Posted on Nov 04, 2015

This article is a part of the November 2015 issue of CHR VOICE, our monthly newsletter.

An oral presentation by CHR’s Medical Director and Chief Scientist, Norbert Gleicher, MD, received great attention at the annual meeting of the American Society for Reproductive Medicine (ASRM). Dr. Gleicher reported the delivery of 3 normal babies after the transfer of embryos, which after preimplantation genetic screening (PGS) in some of the leading national PGS laboratories, had been reported to be aneuploid (chromosomally abnormal), yet still resulted in normal births.

Such embryos are usually discarded.
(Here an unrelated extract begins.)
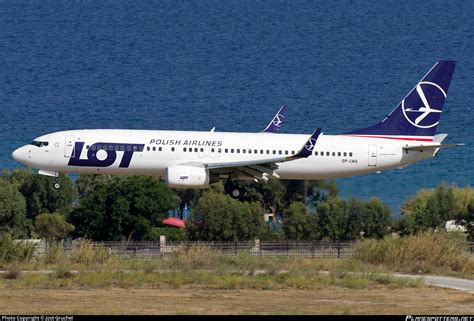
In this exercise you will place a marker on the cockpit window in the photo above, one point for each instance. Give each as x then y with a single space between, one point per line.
39 143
However, as readers of the VOICE will be aware, CHR has questioned the clinical utility of PGS for years. A year ago (10/27/14), CHR published a formal OPINION, in which we for the first time laid out the rationale for transferring such allegedly abnormal embryos. Two other New York IVF centers, Fertility Specialist In New York (Andrea Vidali, MD) and Braverman IVF & Reproductive Immunology (Jeffrey Braverman, MD) joined us in this practice, and contributed successful births to this report.

Dr. Gleicher’s lecture was described as one of the, if not the, most important presentations of the conference by many participants at this year’s ASRM meeting since it called into question the whole concept of PGS, which is rapidly expanding all around the world. Further evidence for the clinical inadequacy of PGS, paradoxically, came from one of the most fervent groups of supporters of PGS, our colleagues at New York’s Fertility Center of NYU Langone Medical Center, headed by James A. Grifo, MD, who reported an unexpectedly high rate of mosaicism in trophectoderm biopsies of embryos at blastocyst stage.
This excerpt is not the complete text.